Jangankan memenangkan, respek saja tidak ada dalam ekspresi wajah lelaki tampan ini. 

*** 

Xiu tidak menyangka ketika Lian memberitahu kabar kemarin tentang Jingmi. 

"Aku gak mau nikah sama Tuan Jingmi, Ma," ujar Xiu.

"Mama pun tidak ingin kamu menikah dengan dia, Xiu. Hanya saja kita bayar dengan cara apa? Sementara bunganya saja tiap hari semakin bertambah besar. Bisa-bisa rumah ini pun tidak dapat menutupi untuk jaminan bunganya saja."

Hening. 

Bagaimana ini? Aku tidak mau kalau sampai menikah dengan Tuan Jingmi. Aku pun harus membayar kamera digital milik Kak--Kak siapa namanya, ya? Batin Xiu. 

Walaupun gundah, Xiu memutuskan untuk pergi ke kampus, siapa tahu kawan-kawannya bisa membantunya, entah dengan cara apa. 

"Ma, nanti kita bahas lagi, ya? Tapi Xiu tidak mau kalau harus menikah dengan Tuan Jingmi. Lebih baik Xiu mencicil uang walau mungkin harua seumur hidup!" tegas Xiu. 

Gadis itu berangkat ke kampus dengan perasaan campur aduk, dia berjalan ke halte bus dengan langkah gontai karena pikirannya menerawang entah ke mana. Terlalu banyak yang dia pikirkan, antara hutang ibunya, juga dirinya pada seorang laki-laki yang entah namanya siapa. 

"Xiu?" panggil seorang lelaki. 

Xiu menolah, "Hyun?" 

"Kamu kenapa? Tumben, masih pagi udah ngampus? Ada kuis?"

Xiu menggeleng. 

"Lalu?"

"Aku ada masalah," lirih gadis yang biasanya ceria. 

"Masalah apa kalau boleh tau?"

"Panjang ceritanya, yang jelas aku lagi butuh uang, Hyun."

"Gitu, ya? Rencanamu apa?"

"Aku ingin kerja paruh waktu, tapi mana ada pekerjaan seperti itu? Atau, aku stop dulu kuliah, ya? Biar bisa fokus nyari duit," ujar Xiu yang sudah sangat pusing. 

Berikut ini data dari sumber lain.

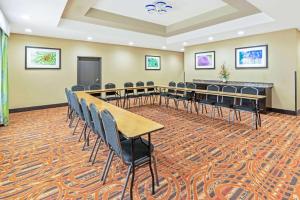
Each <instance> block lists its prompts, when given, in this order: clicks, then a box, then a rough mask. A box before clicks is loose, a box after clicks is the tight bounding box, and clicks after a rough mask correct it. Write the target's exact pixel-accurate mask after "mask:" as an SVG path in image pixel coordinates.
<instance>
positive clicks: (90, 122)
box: [80, 99, 95, 132]
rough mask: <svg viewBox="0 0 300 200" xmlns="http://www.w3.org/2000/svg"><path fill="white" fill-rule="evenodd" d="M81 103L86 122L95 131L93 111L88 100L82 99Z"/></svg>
mask: <svg viewBox="0 0 300 200" xmlns="http://www.w3.org/2000/svg"><path fill="white" fill-rule="evenodd" d="M80 104H81V109H82V113H83V116H84V120H85V122H86V123H87V125H88V127H90V129H92V131H93V132H95V129H94V124H93V120H92V116H91V112H90V109H89V107H88V105H87V103H86V100H85V99H81V100H80Z"/></svg>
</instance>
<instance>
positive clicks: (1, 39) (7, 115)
mask: <svg viewBox="0 0 300 200" xmlns="http://www.w3.org/2000/svg"><path fill="white" fill-rule="evenodd" d="M7 40H8V36H7V35H6V34H5V33H4V31H3V30H2V29H0V124H1V125H8V114H9V111H8V64H7Z"/></svg>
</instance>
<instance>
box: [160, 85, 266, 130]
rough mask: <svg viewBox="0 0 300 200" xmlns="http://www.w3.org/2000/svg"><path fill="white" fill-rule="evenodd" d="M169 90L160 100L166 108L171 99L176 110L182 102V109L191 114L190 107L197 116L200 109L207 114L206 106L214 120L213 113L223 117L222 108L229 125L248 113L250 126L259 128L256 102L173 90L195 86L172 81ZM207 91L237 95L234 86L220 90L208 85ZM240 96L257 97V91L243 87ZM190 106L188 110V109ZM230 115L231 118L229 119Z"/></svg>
mask: <svg viewBox="0 0 300 200" xmlns="http://www.w3.org/2000/svg"><path fill="white" fill-rule="evenodd" d="M169 87H170V88H169V89H168V90H166V91H165V92H163V93H161V94H160V95H161V98H162V97H164V98H165V104H166V105H167V107H168V106H169V101H170V100H171V99H172V100H174V104H175V107H176V109H178V105H179V103H180V102H183V105H184V107H185V108H186V109H187V111H191V112H192V105H194V108H195V110H196V112H197V114H199V110H200V108H201V112H202V113H203V112H204V110H205V112H206V113H207V106H208V105H209V106H211V117H212V118H215V113H216V111H217V113H218V115H219V116H222V117H223V112H222V108H228V109H229V112H228V121H229V123H230V122H231V121H232V122H234V117H235V118H236V119H237V120H240V121H241V112H250V113H252V125H253V126H255V127H256V128H257V126H261V117H260V109H259V107H258V101H257V100H252V99H246V98H239V101H237V98H236V97H230V96H222V95H221V94H220V95H216V94H205V95H200V94H196V93H195V92H193V91H184V90H178V89H173V88H172V87H174V88H175V87H176V88H179V89H180V88H189V89H196V85H195V84H193V83H186V84H185V83H183V82H179V83H177V84H176V83H175V82H173V81H171V82H169ZM207 90H208V91H215V92H220V91H222V92H228V93H237V88H236V87H234V86H224V87H222V89H221V88H220V86H218V85H208V86H207ZM241 93H242V94H251V95H258V89H257V88H254V87H243V88H241ZM189 105H190V108H189ZM231 114H232V117H231ZM231 119H232V120H231Z"/></svg>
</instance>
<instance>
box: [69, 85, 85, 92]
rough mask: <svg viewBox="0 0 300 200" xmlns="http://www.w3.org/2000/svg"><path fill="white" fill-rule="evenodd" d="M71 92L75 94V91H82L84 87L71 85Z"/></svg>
mask: <svg viewBox="0 0 300 200" xmlns="http://www.w3.org/2000/svg"><path fill="white" fill-rule="evenodd" d="M71 90H72V91H73V92H75V91H84V86H82V85H73V86H72V87H71Z"/></svg>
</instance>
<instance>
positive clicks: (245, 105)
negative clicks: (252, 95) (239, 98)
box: [234, 87, 261, 129]
mask: <svg viewBox="0 0 300 200" xmlns="http://www.w3.org/2000/svg"><path fill="white" fill-rule="evenodd" d="M241 93H242V94H250V95H258V93H259V91H258V89H257V88H254V87H243V88H242V89H241ZM234 109H235V111H236V112H237V113H238V114H239V120H240V121H241V120H242V119H241V112H242V111H243V112H250V113H252V126H253V127H254V126H255V128H256V129H257V127H258V126H261V117H260V110H259V107H258V101H257V100H252V99H247V98H241V99H240V104H239V105H235V106H234ZM236 117H237V115H236ZM254 124H255V125H254Z"/></svg>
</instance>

"Jangan, sayang dong kalau kuliahnya pending? Kalau mau, aku akan carikan pekerjaan. Di tempat kerjaku kebetulan lagi buka lowongan pekerjaan, nanti aku bantu agar kamu bisa bekerja tanpa mengganggu kuliah, mau?"

Sepasang mata sipit itu membulat. Binar bahagia terpancar dari raut wajah cantik Xiu Juan. "Beneran?"

"Iya. Tapi mungkin posisinya rendah, seperti aku yang hanya seorang office boy," ujar Lii. 

"Gak papa, aku mau kok. Makasih, ya, Hyun?"

"Untuk apa?"

"Untuk semuanya. Kamu mau bantu aku, makasih!" Xiu menggenggam tangan sahabatnya dia terlampau bahagia mendengar sahabatnya mau mencarikan pekerjaan untuknya. Namun, hal itu malah dipandang berbeda oleh Hyun, lelaki ini malah semakin bergetar karena grogi.